Australia to review refugee process
Australia says it is to revise its refugee evaluation process after Canberra outraged Jakarta by granting asylum to 42 people from the troubled Indonesian province of Papua.

The announcement was made by John Howard, the prime minister, on Friday in a bid to defuse an increasingly bitter row with Indonesia over a decision to grant visas last month to the Papuans who say the Indonesian military is carrying out genocide in their province.
Indonesia was furious over the move, recalling its ambassador, and is now demanding that it be allowed to review any further refugee claims by Papuans who flee to Australia.
Indonesia says it must be allowed to help verify such claims.
Howard said Indonesian input would be considered as part of a review of how bureaucrats judge asylum claims, but declined to say whether he supported such a reform.
“I won’t indicate at this stage that I’m sympathetic to this or that possible change,” Howard told reporters in Melbourne.
“We are looking at the process and … that is obviously one of many issues that is part of that review,” he said.
“Whatever comes out of that review, you can be certain that we’ll continue to meet our international obligations, but we’ll also, as we should, pay proper regard to the importance of the relationship between Australia and Indonesia,” he added.
Verifying the claims
Earlier on Friday, an Indonesian Embassy spokesman in Canberra said Jakarta wants the opportunity to verify the claims of any future Papuan asylum seekers.

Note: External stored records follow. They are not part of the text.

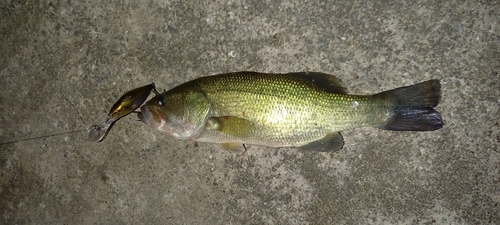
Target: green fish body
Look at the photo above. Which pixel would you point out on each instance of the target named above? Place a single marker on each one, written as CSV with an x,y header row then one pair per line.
x,y
304,110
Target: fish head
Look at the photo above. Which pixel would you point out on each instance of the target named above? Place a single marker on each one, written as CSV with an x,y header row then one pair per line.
x,y
181,115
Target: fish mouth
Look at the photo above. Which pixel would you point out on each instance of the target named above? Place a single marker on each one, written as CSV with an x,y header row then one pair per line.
x,y
144,115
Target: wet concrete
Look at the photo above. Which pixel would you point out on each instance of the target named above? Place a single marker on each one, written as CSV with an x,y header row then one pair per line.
x,y
64,63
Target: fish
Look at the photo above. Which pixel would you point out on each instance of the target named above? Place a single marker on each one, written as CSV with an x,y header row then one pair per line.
x,y
305,110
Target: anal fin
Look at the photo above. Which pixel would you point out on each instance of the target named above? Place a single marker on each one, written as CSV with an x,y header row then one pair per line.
x,y
330,143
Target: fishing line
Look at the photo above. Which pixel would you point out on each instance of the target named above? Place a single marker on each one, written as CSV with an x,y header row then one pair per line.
x,y
40,137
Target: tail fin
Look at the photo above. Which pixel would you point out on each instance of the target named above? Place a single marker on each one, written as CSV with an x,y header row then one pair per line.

“Whatever comes out of that review, you can be certain that we’ll continue to meet our international obligations, but we’ll also, as we should, pay proper regard to the importance of the relationship between Australia and Indonesia” |
“We thought as partners and also as close neighbours that we have been omitted in the process of verifying the claims of the Papuan asylum seekers,” embassy second secretary Dino Kusnadi told Australian Broadcasting Corp. radio.
“What we are requesting … is that when serious claims about Indonesians are made … that we are also asked to verify those claims,” he said.
“You would think that if these allegations are aimed at Indonesia, Indonesia would be involved in trying to verify the issues.”
Kusnadi, embassy spokesman while Ambassador Hamzah Thayeb remains indefinitely in Jakarta, said Indonesia appreciated Howard’s comments against the secessionist movement, but added Susilo Bambang Yudhoyono, the Indonesian President, appreciates actions more than words.
Howard told Radio 3AW in Melbourne that Indonesia’s respect for human rights in Papua, which is also known as West Papua, has improved and Australia should not encourage the region’s independence.